I was reading a discussion thread recently on Be a Fun Mum’s Facebook page on playing with your food, and there was some debate about this topic. The post had been a terrific idea for sensory play – coloured yoghurt to ‘paint’ with. Paint that could be eaten and smeared! Messy, fun. Well-meaning commenters wondered if this type of activity would confuse kids, encourage them to play with their food, and promote bad table manners. I feel that once again, these perceptions – this inability to give our children the benefit of the doubt – could have an impact on their ability to develop good judgment. I also fear that our children are missing out on amazing opportunities to explore and experience their world. Are we desensitizing them?
We need to give our kids the benefit of the doubt. Often they understand more than we think. We need to let them learn from their experiences. Within reason of course. But eventually you learn that standing up in the middle of a thing that spins really, really fast so much that you lose your balance and go crashing down onto thick metal bars, is a bad idea. And you learn that smearing coloured yoghurt on your highchair tray is fun, and okay at home if given the ‘go ahead’, but when you do that with your pumpkin soup at Sizzler, Mum gets really cross and so you probably shouldn’t do that there.
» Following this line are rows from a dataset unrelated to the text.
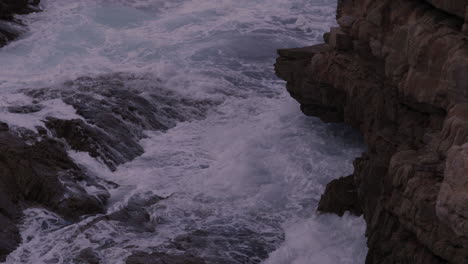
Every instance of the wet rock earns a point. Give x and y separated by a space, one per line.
223 243
25 109
116 115
134 214
88 256
11 28
402 84
113 149
40 173
340 196
162 258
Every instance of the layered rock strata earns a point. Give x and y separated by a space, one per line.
397 70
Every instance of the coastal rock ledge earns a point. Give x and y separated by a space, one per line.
398 71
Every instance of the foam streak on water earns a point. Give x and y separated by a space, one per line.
247 177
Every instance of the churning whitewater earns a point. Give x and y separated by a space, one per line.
239 171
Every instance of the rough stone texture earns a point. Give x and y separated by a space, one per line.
404 85
340 196
115 114
162 258
36 171
10 27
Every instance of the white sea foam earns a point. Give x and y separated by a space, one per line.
250 174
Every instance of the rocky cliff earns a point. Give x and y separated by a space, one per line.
398 71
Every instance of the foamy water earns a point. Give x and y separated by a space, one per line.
248 176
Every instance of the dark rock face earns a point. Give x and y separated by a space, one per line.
340 196
11 28
116 114
40 173
162 258
114 111
403 84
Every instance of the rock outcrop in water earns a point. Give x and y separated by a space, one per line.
10 27
397 71
113 111
36 171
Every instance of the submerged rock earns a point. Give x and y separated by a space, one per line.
340 196
40 174
11 28
116 112
162 258
25 109
396 70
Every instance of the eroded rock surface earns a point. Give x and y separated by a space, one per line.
402 82
40 173
10 27
110 115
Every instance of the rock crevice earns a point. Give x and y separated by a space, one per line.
396 70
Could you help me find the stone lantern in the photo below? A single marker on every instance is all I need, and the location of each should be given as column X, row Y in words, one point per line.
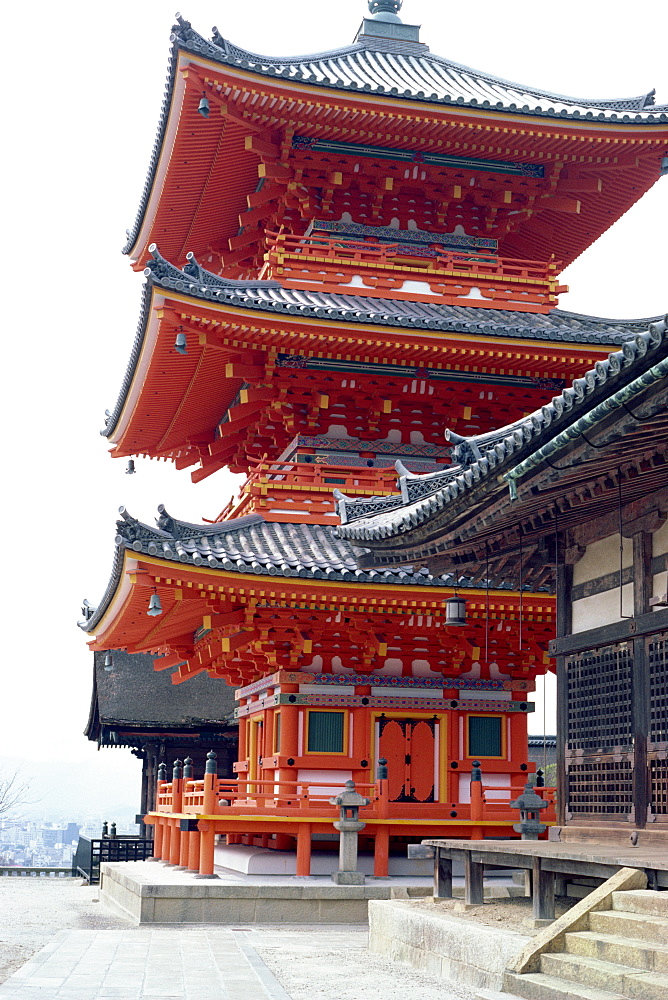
column 529, row 805
column 348, row 825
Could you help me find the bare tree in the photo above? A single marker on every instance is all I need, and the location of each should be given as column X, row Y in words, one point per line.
column 14, row 791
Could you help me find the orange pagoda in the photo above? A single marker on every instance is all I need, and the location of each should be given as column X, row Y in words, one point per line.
column 345, row 253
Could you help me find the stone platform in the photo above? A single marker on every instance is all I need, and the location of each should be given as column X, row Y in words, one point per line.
column 152, row 892
column 262, row 861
Some kids struggle with learning to ‘judge’, and that can be because they just haven’t developed that skill yet, or it may be a symptom of a developmental delay. Laying down the rules visually and verbally, and ensuring kids are aware of your expectations and consequences, can help.
One final word. Judgment is a skill that develops over time. Kids of all ages will continue to make bad decisions, misjudge, and take risks. As parents, it’s up to us to be informed, and choose when to step in, or step back. It’s a tough gig, this parenting thing!